O médico sublinha contudo que "só deve ser aceite para tratamento aquele que não estiver deprimido e for de espontânea e livre vontade".
Pedro Frazão contrapõe: se um gay ou uma lésbica o procurar para lhe fazer um pedido semelhante procurará "desconstruir" esse pedido e defenderá que as terapias "chamadas de conversão ou reparativas" têm "falta de credibilidade na comunidade científica".
"O foco das terapias actuais, designadas muitas vezes como afirmativas, encara o sofrimento que as lésbicas e gays muitas vezes trazem como uma consequência da homofobia e não como algo proveniente da sua orientação sexual", explica o psicólogo.
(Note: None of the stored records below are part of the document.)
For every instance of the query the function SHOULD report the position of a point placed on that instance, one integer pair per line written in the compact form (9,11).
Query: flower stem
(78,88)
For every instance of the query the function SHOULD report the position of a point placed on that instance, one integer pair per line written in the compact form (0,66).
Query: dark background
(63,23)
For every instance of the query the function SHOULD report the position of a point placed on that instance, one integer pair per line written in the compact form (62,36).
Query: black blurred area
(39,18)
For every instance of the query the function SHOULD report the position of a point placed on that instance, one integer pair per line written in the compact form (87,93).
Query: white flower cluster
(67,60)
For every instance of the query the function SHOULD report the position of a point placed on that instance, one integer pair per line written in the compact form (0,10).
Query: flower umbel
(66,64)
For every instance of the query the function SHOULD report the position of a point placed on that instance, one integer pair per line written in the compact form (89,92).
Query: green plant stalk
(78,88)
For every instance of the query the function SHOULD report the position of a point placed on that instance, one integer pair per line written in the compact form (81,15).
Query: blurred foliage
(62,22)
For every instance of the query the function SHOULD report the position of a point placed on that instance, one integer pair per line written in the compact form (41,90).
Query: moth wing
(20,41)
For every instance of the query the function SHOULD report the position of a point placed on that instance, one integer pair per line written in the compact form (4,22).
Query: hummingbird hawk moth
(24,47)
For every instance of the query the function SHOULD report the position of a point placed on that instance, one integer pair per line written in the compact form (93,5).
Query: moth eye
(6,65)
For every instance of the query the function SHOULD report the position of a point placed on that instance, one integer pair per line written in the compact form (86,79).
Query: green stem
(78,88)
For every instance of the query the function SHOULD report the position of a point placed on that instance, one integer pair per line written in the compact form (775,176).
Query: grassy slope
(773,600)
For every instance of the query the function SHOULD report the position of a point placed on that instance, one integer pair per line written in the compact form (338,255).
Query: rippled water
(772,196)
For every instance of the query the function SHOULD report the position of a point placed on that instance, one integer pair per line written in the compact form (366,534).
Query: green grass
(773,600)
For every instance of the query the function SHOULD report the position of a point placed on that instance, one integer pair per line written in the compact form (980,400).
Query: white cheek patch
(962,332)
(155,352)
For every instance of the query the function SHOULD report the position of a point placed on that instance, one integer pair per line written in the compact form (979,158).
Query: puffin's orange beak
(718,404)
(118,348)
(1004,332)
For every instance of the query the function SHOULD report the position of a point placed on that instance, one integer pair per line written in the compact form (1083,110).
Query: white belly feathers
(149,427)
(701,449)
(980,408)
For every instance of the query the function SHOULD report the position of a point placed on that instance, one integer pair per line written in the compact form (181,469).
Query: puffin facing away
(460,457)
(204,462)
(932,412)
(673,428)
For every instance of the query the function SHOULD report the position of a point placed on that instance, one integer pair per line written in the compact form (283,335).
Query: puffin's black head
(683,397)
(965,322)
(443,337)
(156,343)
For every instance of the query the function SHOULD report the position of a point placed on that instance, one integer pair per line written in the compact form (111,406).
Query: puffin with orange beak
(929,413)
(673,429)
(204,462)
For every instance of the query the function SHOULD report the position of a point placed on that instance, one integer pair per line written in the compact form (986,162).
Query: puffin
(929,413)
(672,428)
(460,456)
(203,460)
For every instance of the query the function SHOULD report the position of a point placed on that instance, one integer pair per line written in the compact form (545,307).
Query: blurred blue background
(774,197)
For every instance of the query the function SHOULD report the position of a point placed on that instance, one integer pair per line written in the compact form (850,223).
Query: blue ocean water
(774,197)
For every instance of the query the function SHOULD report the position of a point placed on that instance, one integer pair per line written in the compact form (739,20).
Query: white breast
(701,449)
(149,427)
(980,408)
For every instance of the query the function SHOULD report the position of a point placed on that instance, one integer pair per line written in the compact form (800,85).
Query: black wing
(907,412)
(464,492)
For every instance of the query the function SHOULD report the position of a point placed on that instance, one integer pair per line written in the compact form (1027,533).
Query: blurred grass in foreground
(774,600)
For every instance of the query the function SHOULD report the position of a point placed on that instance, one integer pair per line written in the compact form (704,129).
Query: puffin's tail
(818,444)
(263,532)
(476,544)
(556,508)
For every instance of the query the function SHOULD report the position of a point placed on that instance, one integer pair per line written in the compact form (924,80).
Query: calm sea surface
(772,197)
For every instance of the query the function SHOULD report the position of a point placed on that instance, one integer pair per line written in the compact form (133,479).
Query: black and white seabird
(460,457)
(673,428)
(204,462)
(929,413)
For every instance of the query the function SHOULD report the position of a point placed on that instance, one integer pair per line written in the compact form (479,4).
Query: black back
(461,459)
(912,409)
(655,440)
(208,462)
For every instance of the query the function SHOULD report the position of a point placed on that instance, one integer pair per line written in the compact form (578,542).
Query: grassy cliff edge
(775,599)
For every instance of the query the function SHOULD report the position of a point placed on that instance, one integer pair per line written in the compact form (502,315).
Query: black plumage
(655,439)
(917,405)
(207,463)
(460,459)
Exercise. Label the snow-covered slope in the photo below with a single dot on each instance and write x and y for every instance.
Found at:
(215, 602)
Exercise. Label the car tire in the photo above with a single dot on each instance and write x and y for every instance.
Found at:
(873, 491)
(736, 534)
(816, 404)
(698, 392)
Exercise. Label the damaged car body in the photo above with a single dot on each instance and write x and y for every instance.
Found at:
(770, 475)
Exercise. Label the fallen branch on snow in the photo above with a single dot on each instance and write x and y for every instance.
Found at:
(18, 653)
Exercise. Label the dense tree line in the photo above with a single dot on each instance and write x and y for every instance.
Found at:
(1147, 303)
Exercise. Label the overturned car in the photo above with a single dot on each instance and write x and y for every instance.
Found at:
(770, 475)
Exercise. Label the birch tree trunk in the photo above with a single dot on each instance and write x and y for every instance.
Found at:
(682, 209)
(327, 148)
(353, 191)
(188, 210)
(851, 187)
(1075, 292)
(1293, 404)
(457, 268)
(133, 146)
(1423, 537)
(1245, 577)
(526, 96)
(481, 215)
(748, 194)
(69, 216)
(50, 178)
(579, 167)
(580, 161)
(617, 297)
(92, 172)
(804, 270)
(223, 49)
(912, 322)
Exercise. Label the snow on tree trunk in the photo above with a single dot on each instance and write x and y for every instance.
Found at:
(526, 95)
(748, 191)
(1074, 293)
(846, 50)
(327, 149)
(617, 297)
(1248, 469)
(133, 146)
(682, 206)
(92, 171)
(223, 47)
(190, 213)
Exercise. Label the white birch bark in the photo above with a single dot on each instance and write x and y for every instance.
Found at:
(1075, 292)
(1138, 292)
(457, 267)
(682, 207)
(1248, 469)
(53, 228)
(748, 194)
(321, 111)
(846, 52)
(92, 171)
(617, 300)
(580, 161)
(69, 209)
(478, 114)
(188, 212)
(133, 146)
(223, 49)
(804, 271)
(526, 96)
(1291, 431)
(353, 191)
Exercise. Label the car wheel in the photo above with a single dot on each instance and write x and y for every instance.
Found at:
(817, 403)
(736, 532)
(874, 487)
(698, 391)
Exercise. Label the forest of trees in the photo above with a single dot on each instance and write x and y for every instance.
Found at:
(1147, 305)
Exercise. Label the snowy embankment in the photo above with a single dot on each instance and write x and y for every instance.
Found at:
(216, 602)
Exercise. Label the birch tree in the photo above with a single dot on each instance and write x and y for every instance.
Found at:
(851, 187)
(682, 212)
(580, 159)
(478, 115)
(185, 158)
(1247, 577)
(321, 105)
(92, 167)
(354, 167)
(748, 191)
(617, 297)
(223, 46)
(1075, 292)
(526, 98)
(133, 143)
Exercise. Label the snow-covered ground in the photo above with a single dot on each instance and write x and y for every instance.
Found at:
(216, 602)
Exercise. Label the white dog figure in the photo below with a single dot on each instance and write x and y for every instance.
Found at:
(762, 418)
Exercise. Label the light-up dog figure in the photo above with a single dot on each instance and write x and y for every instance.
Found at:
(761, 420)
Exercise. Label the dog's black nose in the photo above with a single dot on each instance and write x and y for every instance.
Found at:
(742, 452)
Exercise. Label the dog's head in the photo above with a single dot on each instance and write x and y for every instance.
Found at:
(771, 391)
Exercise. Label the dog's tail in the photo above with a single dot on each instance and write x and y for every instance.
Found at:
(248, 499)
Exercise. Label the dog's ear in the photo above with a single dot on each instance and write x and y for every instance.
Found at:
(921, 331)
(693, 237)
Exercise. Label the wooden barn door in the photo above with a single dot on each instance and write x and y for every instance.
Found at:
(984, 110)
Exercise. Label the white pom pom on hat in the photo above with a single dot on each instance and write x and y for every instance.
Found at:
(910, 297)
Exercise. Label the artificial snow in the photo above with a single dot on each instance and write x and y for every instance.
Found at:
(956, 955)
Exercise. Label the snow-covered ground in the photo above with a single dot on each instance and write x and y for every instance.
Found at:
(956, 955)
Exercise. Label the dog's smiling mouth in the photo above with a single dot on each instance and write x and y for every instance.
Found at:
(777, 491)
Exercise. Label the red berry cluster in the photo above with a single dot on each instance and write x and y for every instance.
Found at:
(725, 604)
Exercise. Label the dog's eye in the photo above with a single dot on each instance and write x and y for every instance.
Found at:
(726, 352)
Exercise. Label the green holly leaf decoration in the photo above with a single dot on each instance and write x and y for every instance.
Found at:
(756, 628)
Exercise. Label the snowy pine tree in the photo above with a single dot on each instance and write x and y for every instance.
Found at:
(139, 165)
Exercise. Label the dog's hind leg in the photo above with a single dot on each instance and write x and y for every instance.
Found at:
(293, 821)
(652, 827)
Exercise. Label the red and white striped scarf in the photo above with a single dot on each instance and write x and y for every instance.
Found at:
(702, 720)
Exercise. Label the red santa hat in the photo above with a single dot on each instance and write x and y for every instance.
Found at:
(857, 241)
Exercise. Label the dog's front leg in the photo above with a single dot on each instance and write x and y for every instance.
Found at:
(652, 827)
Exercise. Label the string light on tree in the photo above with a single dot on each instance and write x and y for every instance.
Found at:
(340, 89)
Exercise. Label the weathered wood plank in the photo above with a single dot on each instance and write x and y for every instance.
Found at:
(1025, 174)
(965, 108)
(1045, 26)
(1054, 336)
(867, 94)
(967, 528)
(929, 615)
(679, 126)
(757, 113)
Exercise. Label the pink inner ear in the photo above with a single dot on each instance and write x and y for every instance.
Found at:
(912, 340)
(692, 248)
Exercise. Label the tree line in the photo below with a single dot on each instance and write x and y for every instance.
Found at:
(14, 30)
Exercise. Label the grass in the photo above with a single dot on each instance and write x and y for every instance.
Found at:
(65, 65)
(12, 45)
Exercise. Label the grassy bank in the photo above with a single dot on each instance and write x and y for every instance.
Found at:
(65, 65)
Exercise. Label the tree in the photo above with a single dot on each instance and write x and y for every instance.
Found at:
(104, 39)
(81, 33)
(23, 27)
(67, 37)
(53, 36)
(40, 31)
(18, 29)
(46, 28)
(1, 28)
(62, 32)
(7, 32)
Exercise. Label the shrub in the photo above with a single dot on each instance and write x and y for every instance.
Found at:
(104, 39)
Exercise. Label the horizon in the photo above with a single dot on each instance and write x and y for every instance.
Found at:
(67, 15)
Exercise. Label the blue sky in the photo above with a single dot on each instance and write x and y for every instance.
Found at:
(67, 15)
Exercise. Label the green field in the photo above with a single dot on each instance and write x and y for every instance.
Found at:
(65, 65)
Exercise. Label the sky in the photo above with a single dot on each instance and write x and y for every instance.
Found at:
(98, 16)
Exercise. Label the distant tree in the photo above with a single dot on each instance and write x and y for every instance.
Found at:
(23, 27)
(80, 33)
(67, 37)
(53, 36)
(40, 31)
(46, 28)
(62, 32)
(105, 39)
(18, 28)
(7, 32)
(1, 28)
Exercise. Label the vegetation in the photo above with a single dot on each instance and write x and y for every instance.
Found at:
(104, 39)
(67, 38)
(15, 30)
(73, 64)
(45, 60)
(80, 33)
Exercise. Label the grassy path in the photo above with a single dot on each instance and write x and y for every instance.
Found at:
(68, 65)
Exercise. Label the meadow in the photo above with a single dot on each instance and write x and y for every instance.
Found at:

Nem sempre, como se viu, é isso que se passa. Na sua tese, Gabriela Moita relata casos de gays a quem foi prescrito como tratamento, "ir passear para o shopping para tentar engatar umas miúdas". E casos de lésbicas a quem os médicos tentaram convencer que, certamente, não seriam lésbicas porque não tinham uma aparência exterior que se adequasse ao estereótipo. "Não tem a carga dramática dos choques eléctricos", diz, mas é igualmente prejudicial.